In the USA, we had the "lavender scare" where Senator Joseph McCarthy's anti-communist campaign targeted gays which painted homosexuals as subversives and Soviet sympathisers.  In 1953, President Eisenhower signed Executive Order 10450 which ruled that gay people were security risks.  The logic being that if you were gay then you could be blackmailed into giving away state secrets.  I get that at the time people were more vulnerable because the law offered them no protection. 

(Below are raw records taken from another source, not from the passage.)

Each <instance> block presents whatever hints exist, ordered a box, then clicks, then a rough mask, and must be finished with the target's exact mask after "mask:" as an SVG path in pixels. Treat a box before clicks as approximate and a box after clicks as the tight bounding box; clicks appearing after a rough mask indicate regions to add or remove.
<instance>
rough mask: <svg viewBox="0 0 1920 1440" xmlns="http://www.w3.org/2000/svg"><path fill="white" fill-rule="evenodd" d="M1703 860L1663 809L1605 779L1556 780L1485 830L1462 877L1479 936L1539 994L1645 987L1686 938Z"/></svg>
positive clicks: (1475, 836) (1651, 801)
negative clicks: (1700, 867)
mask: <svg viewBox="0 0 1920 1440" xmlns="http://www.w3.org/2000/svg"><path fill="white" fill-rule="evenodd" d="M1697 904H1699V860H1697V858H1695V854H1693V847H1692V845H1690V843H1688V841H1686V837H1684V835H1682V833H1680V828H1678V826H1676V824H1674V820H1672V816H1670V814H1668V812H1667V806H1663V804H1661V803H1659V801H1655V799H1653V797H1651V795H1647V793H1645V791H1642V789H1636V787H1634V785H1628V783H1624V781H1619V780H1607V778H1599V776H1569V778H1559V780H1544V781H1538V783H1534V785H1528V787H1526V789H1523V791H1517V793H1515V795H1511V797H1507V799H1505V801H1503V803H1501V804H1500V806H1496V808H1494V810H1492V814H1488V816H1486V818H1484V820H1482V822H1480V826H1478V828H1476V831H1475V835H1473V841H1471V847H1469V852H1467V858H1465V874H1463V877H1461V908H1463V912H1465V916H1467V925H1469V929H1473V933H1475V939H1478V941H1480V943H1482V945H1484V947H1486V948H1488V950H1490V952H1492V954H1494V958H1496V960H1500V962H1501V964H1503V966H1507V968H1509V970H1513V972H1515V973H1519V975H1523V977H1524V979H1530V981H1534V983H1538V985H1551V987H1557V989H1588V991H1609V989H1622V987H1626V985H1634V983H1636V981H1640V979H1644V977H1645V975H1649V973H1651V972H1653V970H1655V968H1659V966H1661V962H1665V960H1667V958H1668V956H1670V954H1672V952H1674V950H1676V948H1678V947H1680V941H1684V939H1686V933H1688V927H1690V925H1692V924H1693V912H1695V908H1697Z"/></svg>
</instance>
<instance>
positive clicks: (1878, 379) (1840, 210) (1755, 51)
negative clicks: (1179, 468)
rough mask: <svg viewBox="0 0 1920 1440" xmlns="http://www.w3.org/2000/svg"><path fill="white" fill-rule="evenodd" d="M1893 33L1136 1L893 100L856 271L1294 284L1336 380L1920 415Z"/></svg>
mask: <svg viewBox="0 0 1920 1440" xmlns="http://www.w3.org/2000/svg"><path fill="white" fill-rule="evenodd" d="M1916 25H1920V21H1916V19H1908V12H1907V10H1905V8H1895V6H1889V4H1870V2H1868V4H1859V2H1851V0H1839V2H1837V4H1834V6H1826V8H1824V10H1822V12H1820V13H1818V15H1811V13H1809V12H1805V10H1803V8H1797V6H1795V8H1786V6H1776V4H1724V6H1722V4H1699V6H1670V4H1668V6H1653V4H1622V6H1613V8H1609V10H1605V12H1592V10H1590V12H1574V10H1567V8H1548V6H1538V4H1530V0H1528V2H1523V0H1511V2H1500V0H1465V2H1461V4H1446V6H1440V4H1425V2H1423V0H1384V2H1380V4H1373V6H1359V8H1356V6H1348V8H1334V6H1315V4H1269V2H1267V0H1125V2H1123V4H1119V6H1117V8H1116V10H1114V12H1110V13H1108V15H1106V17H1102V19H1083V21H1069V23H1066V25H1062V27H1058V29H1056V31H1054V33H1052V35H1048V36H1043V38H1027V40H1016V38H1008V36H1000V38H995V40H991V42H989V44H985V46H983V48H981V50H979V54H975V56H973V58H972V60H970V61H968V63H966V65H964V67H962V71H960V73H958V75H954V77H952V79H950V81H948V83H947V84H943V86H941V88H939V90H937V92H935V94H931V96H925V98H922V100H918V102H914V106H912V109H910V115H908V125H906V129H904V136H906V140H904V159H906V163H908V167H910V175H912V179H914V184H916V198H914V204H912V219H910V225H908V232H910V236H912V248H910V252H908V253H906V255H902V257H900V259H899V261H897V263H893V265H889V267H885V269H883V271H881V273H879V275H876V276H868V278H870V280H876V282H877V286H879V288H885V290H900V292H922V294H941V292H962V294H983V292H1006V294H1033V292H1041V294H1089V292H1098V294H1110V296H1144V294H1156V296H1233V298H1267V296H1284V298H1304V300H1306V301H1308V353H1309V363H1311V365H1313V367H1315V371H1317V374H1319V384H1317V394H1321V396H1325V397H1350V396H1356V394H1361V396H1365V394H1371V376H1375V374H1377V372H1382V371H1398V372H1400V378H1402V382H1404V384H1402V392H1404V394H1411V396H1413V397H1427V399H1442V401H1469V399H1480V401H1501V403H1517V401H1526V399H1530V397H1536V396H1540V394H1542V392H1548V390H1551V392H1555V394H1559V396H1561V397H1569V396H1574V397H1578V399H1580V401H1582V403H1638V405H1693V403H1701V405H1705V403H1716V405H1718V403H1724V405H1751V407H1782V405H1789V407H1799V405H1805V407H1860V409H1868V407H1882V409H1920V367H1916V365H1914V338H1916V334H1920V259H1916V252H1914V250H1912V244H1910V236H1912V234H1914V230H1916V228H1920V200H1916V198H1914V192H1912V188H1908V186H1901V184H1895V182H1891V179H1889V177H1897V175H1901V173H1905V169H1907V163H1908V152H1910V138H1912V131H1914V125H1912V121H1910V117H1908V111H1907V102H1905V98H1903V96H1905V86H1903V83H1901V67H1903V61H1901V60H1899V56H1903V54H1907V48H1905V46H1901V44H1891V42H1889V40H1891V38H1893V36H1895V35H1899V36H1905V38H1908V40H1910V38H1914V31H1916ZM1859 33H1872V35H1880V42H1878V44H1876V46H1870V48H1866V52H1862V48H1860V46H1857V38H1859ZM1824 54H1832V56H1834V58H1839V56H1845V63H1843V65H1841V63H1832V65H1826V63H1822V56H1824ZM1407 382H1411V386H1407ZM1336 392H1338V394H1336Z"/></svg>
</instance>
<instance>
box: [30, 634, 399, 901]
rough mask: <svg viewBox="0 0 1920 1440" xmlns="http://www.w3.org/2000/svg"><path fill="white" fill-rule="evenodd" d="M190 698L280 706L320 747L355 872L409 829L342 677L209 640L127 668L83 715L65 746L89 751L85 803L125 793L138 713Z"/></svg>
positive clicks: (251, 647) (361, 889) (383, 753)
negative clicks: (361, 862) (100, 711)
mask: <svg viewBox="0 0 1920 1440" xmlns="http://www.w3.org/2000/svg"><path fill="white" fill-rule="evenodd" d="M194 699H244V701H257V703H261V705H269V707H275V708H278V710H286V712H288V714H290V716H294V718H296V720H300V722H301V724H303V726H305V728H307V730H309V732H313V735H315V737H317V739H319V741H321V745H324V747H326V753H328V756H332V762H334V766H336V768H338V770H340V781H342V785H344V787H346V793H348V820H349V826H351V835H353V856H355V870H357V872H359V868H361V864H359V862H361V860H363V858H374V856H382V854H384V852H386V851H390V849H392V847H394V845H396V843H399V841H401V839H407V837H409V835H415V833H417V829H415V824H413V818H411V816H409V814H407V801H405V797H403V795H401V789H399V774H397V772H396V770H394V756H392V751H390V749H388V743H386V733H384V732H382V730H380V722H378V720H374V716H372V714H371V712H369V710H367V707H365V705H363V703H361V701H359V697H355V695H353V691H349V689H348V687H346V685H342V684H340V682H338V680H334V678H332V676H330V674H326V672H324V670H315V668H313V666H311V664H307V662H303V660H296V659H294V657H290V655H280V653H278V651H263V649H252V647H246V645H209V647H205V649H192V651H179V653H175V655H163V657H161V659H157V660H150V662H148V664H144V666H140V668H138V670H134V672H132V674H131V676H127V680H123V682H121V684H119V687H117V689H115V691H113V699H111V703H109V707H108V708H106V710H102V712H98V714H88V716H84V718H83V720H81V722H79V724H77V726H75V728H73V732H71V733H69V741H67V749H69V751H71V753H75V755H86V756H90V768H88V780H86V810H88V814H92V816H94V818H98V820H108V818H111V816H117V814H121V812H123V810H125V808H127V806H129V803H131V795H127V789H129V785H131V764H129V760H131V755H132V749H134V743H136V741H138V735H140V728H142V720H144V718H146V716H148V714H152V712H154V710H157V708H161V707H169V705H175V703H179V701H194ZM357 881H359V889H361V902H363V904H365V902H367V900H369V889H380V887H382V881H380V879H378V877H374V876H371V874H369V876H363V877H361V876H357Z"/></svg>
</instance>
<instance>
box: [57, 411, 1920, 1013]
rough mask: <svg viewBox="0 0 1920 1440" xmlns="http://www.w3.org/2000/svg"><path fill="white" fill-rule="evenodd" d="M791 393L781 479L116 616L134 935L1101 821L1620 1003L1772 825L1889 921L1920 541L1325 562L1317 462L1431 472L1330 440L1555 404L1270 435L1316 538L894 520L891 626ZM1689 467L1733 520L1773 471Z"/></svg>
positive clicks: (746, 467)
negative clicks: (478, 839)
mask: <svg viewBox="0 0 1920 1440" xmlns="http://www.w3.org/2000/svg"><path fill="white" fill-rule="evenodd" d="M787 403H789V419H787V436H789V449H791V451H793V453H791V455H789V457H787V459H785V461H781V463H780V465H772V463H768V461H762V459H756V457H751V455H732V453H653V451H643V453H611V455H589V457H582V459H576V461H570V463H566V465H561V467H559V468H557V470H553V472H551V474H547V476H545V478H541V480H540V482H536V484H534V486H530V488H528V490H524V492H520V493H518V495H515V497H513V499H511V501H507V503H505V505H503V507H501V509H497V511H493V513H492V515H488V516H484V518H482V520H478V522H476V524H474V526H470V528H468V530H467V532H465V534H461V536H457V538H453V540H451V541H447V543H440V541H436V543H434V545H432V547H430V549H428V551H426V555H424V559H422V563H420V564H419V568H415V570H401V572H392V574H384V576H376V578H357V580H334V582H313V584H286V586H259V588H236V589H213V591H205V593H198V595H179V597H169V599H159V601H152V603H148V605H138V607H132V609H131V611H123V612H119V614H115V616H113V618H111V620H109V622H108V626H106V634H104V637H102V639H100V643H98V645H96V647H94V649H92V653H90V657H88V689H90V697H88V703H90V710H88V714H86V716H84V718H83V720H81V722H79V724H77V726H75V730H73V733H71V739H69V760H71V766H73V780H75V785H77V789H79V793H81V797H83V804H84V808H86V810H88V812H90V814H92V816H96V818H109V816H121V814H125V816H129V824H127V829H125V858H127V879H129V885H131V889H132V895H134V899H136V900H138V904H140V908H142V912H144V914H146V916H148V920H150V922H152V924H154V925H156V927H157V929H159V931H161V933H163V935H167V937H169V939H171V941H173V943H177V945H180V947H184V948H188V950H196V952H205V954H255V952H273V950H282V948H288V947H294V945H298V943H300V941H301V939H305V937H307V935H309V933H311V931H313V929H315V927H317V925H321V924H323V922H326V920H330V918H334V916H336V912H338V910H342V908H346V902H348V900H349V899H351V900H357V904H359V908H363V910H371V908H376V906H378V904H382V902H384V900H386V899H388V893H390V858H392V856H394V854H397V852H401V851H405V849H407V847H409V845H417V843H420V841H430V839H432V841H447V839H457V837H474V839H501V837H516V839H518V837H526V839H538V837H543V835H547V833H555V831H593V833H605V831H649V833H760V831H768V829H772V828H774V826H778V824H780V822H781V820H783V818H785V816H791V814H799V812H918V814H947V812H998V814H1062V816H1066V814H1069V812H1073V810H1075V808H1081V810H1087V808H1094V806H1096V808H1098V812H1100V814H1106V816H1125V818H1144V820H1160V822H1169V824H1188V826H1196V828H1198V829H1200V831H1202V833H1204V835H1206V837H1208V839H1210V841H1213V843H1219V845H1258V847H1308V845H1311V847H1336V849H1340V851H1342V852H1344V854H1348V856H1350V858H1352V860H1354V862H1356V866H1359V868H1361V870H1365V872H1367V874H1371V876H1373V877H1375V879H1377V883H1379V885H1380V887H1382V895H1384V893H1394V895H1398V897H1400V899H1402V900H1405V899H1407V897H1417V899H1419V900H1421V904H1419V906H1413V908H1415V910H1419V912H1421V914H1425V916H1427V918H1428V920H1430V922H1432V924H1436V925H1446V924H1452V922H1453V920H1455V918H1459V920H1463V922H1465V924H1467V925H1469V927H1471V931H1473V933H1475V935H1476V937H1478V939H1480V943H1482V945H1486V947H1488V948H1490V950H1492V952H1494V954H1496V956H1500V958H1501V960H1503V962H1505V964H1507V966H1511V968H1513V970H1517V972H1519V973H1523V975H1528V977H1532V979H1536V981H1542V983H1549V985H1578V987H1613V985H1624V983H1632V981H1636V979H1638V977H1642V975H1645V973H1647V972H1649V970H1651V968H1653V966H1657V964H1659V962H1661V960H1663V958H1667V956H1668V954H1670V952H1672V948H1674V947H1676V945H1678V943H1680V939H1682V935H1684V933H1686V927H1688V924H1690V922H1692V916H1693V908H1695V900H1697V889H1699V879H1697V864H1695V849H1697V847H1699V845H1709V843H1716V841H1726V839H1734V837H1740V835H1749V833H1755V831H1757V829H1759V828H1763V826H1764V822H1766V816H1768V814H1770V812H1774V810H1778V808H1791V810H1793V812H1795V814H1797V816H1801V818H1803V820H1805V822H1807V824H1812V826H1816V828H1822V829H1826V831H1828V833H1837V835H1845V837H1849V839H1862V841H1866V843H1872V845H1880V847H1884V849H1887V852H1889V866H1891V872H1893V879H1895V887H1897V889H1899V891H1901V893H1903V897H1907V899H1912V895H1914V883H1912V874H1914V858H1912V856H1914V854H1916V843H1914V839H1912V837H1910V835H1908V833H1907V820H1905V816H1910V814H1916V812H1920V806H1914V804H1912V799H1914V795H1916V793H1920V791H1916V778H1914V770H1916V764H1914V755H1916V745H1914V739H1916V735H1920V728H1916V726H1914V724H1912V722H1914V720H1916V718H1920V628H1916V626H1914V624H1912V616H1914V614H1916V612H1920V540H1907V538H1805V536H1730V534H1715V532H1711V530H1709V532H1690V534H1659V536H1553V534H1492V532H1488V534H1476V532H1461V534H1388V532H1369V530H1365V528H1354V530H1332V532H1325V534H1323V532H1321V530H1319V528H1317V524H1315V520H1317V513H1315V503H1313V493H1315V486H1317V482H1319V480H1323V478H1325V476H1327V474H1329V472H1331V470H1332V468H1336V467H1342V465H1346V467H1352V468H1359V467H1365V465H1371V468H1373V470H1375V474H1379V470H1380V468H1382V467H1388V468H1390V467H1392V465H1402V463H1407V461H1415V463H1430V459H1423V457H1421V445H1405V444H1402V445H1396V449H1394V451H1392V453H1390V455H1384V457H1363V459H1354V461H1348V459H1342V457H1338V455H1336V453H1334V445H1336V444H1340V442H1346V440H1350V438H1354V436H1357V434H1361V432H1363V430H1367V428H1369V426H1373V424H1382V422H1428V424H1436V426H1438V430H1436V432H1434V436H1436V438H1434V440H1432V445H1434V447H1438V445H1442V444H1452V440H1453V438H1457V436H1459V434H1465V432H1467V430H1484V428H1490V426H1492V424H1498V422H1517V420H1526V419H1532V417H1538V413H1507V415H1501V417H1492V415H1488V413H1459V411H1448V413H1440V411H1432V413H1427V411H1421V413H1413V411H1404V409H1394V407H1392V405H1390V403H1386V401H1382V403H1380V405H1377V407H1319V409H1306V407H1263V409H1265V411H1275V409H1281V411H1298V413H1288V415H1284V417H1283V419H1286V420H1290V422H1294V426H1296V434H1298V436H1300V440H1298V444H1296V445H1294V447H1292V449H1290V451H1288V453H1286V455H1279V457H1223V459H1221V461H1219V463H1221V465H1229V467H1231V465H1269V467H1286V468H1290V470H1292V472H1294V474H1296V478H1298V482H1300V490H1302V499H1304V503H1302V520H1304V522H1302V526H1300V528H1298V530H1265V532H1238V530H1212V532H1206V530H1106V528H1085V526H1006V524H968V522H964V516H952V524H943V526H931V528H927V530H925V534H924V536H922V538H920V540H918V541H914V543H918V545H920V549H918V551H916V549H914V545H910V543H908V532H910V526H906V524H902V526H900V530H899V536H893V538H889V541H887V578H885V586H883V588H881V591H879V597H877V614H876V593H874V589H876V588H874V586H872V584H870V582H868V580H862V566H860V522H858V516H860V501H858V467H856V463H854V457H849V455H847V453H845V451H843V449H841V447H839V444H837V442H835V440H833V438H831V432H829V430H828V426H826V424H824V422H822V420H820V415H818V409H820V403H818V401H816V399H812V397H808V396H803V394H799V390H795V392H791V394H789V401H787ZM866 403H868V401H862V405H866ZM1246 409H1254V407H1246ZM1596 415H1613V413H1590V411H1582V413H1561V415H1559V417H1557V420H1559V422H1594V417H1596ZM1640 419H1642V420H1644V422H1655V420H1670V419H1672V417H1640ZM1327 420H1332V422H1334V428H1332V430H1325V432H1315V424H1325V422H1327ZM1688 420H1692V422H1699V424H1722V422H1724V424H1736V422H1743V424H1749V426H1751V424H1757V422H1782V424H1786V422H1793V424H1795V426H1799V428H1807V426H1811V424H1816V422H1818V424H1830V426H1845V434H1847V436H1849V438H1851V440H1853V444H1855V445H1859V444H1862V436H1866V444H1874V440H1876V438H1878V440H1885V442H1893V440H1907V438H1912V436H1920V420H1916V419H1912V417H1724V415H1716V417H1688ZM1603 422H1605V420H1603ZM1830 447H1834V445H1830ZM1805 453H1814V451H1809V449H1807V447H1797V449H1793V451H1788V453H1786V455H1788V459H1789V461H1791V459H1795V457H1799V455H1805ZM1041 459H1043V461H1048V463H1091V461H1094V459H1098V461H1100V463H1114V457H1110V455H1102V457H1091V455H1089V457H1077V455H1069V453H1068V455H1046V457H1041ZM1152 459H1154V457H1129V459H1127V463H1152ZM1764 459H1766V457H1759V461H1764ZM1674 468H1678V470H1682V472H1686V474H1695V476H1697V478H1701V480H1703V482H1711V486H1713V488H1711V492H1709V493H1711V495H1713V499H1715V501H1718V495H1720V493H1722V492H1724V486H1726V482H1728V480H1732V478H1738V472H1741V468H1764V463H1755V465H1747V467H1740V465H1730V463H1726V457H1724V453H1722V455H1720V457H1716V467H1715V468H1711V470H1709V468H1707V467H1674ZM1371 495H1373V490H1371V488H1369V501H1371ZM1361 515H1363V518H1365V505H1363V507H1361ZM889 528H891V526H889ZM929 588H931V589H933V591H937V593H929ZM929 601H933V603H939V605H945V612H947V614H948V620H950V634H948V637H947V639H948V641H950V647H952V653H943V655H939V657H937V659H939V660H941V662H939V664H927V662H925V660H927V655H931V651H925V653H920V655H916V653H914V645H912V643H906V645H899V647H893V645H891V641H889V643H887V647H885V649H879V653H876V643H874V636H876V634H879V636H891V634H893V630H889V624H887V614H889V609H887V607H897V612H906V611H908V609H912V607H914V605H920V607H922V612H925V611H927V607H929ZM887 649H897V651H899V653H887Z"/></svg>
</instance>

I've never understood the logic that gay people were more of a threat to national security than straight people.  It's not like straight people have been immune to honeytraps and blackmail.  I had a security clearance when I was in the U.S. military and I would have lost it if I had come out while serving.  So I stayed in the closet until after my enlistment was over.  My argument was if everyone knows that someone is gay then how can they be blackmailed for being gay?  Anyways, back to the museum.

I had never heard of "Operation Infektion" before.  This was a disinformation campaign thought by the KGB and carried out by the Stasi.  In the 1980s, East German biologist and KGB agent, Dr. Jakob Segal, presented false "evidence" that the HIV virus was created at Fort Detrick, Maryland, as part of a biological weapons research project.  I'd heard the conspiracy story before but I never knew that the Stasi was behind it.  

Mikhail Gorbachev ordered the KGB to stop the disinformation campaign and the Stasi followed suit.  At the time the USA and the Soviet Union had a meeting on AIDS research collaboration and the U.S. Surgeon-General insisted on an end to all further disinformation as an absolute requirement for any further collaboration.

The museum is well worth the €17 price of admission and you'll need at least 3 hours to really check everything out.